If you’re a newbie to the world of coffee, you might find the sheer volume of coffee varieties available on store shelves and coffee recipes in restaurant lists. They can be utterly overwhelming. Among the literally thousands of coffee varieties out there, how do you determine what’s what? And how do you choose good coffee beans to try for the first time?
We’re going to give you a basic overview of the different types of coffee beans, so next time you’re in the coffee aisle, you won’t panic.
First, what is coffee?
Simply put, coffee is the brewed drink of coffee beans. Coffee beans are far different from your grocery store-variety vegetable beans: they are literary beans but not exactly the vegetable beans. Exactly they are pitted out of a famous fruit coffee cherry. We don’t eat the fruity outer part but the seed instead.
If you are a true coffee aficionado or a perfect connoisseur, you will want to note the difference in the types of coffee beans, their tastes, and flavors. With such a range of styles and flavors, I’m sure you’ll find the best kind of coffee beans for you.

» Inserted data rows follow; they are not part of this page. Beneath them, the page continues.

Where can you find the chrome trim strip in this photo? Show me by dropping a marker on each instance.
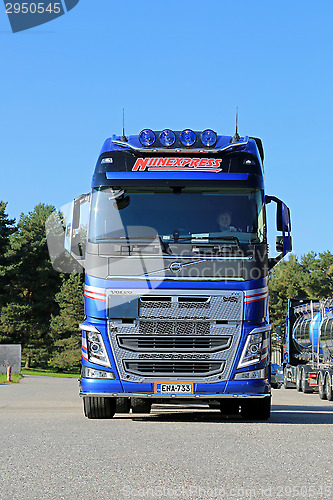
(180, 150)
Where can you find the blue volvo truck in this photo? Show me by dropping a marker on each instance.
(176, 274)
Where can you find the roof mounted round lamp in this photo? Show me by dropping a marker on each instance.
(187, 137)
(208, 138)
(147, 137)
(167, 137)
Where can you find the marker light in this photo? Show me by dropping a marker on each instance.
(167, 137)
(187, 137)
(208, 138)
(147, 137)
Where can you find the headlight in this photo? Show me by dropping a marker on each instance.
(254, 347)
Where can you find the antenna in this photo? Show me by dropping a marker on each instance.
(236, 137)
(123, 137)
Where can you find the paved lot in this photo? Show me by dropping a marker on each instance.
(49, 450)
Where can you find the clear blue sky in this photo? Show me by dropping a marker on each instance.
(172, 64)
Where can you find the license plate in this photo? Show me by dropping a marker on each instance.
(173, 388)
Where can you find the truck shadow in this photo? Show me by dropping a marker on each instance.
(280, 414)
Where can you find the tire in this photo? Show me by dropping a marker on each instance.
(98, 407)
(140, 405)
(123, 405)
(321, 385)
(256, 409)
(299, 378)
(304, 383)
(328, 386)
(229, 407)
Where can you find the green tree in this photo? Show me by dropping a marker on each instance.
(31, 287)
(64, 326)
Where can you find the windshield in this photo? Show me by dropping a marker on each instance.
(177, 214)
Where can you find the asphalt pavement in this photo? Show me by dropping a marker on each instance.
(49, 450)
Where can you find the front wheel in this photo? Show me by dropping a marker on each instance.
(98, 407)
(256, 409)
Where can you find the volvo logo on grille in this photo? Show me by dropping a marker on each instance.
(175, 267)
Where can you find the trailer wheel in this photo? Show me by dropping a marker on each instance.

There are over 120 coffee species all over the world, but we won’t get into the complexities of all that right now. Instead, let’s keep it simple and take a look at the main types of coffee beans:
There are four types of coffee beans
All over the world, coffee is made from Arabica, Robusta, Liberica, and Excelsa, And these types of coffee beans are used to make thousands of coffee varieties and blends.
Many other factors influence your daily cup of joe including the coffee beans character, like the bean region, caffeine, sweetness, bitterness, acidity, body, and flavors. Understanding a little more about the general coffee beans types, as to how they’re grown, processed, roasted, and brewed can help you choose the best coffee to go with your moment or mood. We will discuss them all in this article.
Arabica (Coffea Arabica)
There are many sub-species of Arabica that are called varieties. These include Bourbon, Cattura, and Typica, for example. Kona coffee beans are also a popular type of Arabica coffee bean grown on the slopes of the mountains of the Kona district in the Hawaiian island. Kona coffee beans are famous all over the world because of their taste, flavor, and aroma. If you are interested in buying Kona coffee beans, we have written a buying guide on Kona coffee beans. You can read our guide and buy the best Kona coffee beans.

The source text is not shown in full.